Comment 14 martin_hosken 2013-09-06 10:14:36 UTC
> Laszlo Nemeth committed a patch related to this issue.
> It has been pushed to "master":
> 
> http://cgit.freedesktop.org/libreoffice/core/commit/
> ?id=8fae91c67d3abed8158ada9ce1b0f79f3c10e165

Any time I see hard coded Unicode points in code at this level I start to shudder violently. Especially when it seems to be a poor man's cluster identification algorithm.

If I understood libo better I might be able to advise on a more generic (and therefore better) solution. My thinking is that a better way is to work out how much context is really required (no context after hyphens, otherwise at least a cluster full - hence the +64 in the code already) and then limiting how much of the output segment we actually take so as not to repeat stuff.
Comment 15 Commit Notification 2013-09-06 14:01:54 UTC
Laszlo Nemeth committed a patch related to this issue.
It has been pushed to "libreoffice-4-1-2":

http://cgit.freedesktop.org/libreoffice/core/commit/?id=b2cec9e9313e7bf7912e4e43a80f843019924255&h=libreoffice-4-1-2

fdo#68313 fix combining diacritics problem with Graphite fonts


It will be available already in LibreOffice 4.1.2.

The patch should be included in the daily builds available at
http://dev-builds.libreoffice.org/daily/ in the next 24-48 hours. More
information about daily builds can be found at:
http://wiki.documentfoundation.org/Testing_Daily_Builds
Affected users are encouraged to test the fix and report feedback.
Comment 16 László Németh 2013-09-06 14:52:36 UTC
(In reply to comment #14)
Martin, my bad patches have been replaced by this one:
http://cgit.freedesktop.org/libreoffice/core/commit/?id=58e1112a6a974b96bb8595e3ee9d08e915d4fd14
It seems, this works well with both of f ligatures and combining diacritical marks, too, but likely, special scripts will depend from Unicode/ICU line breaking. A possible fix to add optional context based on the language of the line. Unfortunately, I doesn't know examples for context dependency. I have tried to test the patch with SIL Padauk, but my build doesn't known the installed font (so I added a "FIXME" to the patch). I will close this issue for Unicode combining diacritical marks, but I will open a new one for other context-dependent Graphite fonts problems in LibreOffice, if they exist. Thanks for your help!
Comment 17 Commit Notification 2013-09-06 15:41:11 UTC
Laszlo Nemeth committed a patch related to this issue.
It has been pushed to "libreoffice-4-1":

http://cgit.freedesktop.org/libreoffice/core/commit/?id=bb09c7c14bb1caf7b08b39944bda61382b158c64&h=libreoffice-4-1

fdo#68313 fix combining diacritics problem with Graphite fonts


It will be available in LibreOffice 4.1.3.

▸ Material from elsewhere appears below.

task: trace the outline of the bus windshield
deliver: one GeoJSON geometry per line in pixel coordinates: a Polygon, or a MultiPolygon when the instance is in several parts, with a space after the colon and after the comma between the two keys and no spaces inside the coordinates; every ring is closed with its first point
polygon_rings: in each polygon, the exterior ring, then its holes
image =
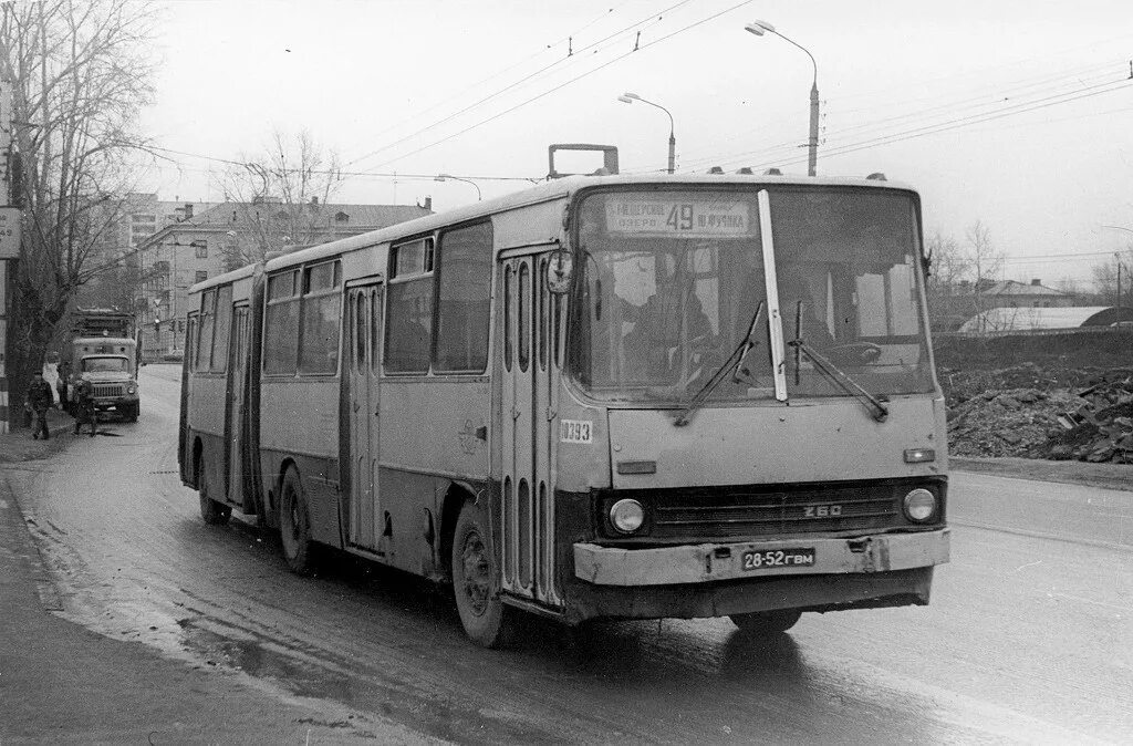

The patch should be included in the daily builds available at
http://dev-builds.libreoffice.org/daily/ in the next 24-48 hours. More
information about daily builds can be found at:
http://wiki.documentfoundation.org/Testing_Daily_Builds
Affected users are encouraged to test the fix and report feedback.
Comment 18 Commit Notification 2013-09-06 15:41:35 UTC
Laszlo Nemeth committed a patch related to this issue.
It has been pushed to "libreoffice-4-0":

http://cgit.freedesktop.org/libreoffice/core/commit/?id=ac8df424f1ef09d78ae76f98fdbbf58c0dae24bd&h=libreoffice-4-0

fdo#68313 fix combining diacritics problem with Graphite fonts


It will be available in LibreOffice 4.0.6.

The patch should be included in the daily builds available at
http://dev-builds.libreoffice.org/daily/ in the next 24-48 hours. More
information about daily builds can be found at:
http://wiki.documentfoundation.org/Testing_Daily_Builds
Affected users are encouraged to test the fix and report feedback.
Comment 19 Justin L 2013-10-07 09:23:59 UTC
Thanks.  Confirming that this is fixed in the released 4.1.2.3
Comment 20 László Németh 2013-10-07 10:50:46 UTC
(In reply to comment #19)
> Thanks.  Confirming that this is fixed in the released 4.1.2.3

Thanks, also for your feedback. Sorry for the inconvenience!